The pod could be mounted under either wing:

This picture should suffice for a cross section:

Boom Powell Collection

Sunday, June 6, 2021

Grumman F9F-8P Photoflash Cartridge Ejector Pylon

ReccePhreak asked about the F9F-8P's photoflash pod needed for night aerial photography. The answer turned out to be hidden in plain sight and it wasn't a pod but more of a pylon. It isn't identified on the F9F-8P SAC three-view but it's there at Wing Station 96, 25 inches outboard of the pylon used for external tanks and just outboard of the wing fence:

I also found two pictures of it on the wing in Steve Ginter's Naval Fighters Number Sixty-Seven, Grumman F9F-6P/8P Photo-Cougar:

 

And another, not mounted, in my files:

Note that it's about twice the width and depth of the inboard pylon. Jerry Wells then provided me with technical manual information for the F9F-8P and F2H-2P that included a description of the two different flash-cartridge holders and this isometric cutaway illustration of the F9F-8P Mk 51 Mod 14 pylon.

That allowed me to create this notional drawing of the pylon (Butt Line is the same as Wing Station):

Note that the Ejector Type A-6 contains 52 flash cartridges and the B-4, 20 somewhat larger ones.

The F2H-2P did utilize a pod that incorporated the A-6 and B-4 cartridge holders for night photography.


This is my notional illustration of that pod.

One point of confusion is that the F2H technical manual was explicit about a pod with the B-4 ejector being loaded on station 7 only but the 20-cartridge pod in the picture above my drawing is mounted on Station 2 (the eight pylons are numbered from left to right).

Note that the pod in both pictures appears to be mounted on the outboard F2H pylon (station 1/8) that was located farther forward than the next one inboard but that's because a fairing was added on the front of the AERO 14 pylon at station 2/7 to cover the wiring added to control the flash cartridge deployment.

For more on the F2H pylon installation, see http://tailspintopics.blogspot.com/2021/06/mcdonnell-f2h-banshee-stores-pylons.html







Wednesday, February 24, 2021

Westinghouse J40 Afterburner Nozzle

 Afterburning requires a variable exit nozzle that increases the size of the opening for the increased thrust. The nozzle was often fully open during engine start to reduce back pressure and also at idle, to reduce idle thrust.
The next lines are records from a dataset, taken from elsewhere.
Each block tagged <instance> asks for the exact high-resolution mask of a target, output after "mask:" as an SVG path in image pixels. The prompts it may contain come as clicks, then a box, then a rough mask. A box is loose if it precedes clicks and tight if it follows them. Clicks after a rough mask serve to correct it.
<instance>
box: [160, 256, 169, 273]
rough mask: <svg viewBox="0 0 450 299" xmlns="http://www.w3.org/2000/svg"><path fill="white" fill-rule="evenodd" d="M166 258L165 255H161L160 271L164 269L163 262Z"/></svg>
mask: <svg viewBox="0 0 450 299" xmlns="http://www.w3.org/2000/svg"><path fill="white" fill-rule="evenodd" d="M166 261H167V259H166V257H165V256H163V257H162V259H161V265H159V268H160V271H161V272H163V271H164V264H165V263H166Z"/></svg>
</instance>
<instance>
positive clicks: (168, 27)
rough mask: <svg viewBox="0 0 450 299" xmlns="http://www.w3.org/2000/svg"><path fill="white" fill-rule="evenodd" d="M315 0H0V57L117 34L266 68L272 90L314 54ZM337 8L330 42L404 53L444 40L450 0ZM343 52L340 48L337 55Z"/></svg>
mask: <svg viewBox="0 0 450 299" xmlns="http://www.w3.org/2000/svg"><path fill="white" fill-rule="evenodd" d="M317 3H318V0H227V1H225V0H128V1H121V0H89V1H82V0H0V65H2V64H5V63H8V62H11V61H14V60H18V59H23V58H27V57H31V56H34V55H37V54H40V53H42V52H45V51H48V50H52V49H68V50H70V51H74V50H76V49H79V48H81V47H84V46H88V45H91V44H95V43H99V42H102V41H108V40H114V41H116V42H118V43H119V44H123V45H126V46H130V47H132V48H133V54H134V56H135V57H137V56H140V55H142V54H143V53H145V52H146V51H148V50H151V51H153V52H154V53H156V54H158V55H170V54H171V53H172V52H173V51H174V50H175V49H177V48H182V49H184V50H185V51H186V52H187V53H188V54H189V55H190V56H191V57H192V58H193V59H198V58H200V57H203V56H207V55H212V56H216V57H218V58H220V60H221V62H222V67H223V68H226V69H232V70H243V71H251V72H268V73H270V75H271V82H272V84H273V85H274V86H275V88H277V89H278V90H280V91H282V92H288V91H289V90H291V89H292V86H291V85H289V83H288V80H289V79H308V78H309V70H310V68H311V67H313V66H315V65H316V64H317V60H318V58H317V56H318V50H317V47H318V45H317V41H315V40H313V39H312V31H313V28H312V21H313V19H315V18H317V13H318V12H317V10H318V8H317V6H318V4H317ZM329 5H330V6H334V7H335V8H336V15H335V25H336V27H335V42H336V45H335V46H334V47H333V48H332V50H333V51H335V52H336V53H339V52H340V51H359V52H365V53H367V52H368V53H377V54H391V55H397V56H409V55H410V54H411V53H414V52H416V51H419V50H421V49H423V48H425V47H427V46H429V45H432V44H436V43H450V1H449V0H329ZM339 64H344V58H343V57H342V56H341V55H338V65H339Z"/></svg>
Afrerburner nozzles now are generally fully variable (or can at least be partially opened in one or more positions) but back in the day in part due to fuel control limitations, were either fully open or fully closed.

Hence the acceptability of a clam-shell nozzle, which is what Westinghouse utilized on the J40:

This is a picture of the rear end of a J40 with the outer shell around the clam-shell halves cut away from 9 to 12 o'clock like the rest of the afterburner section:

Note that the nozzle is fully opened and located between an outer shell and the tailpipe. Also note the flame-holder rings that fed fuel into the afterburner. I'm sure that the interior of the afterburner was not red; it was just painted red on this display engine to differentiate it from the other engine sections.

I don't have a good picture that shows the gap between the two halves of the clam-shell nozzle when it is fully open but this should give you the idea:

The actuator housing was the reason for that small fairing on the side of the fuselage. The natural metal surface is fuselage skin. Aft of that is the dark outer shell of the engine itself and aft of that are the open clam-shell halves.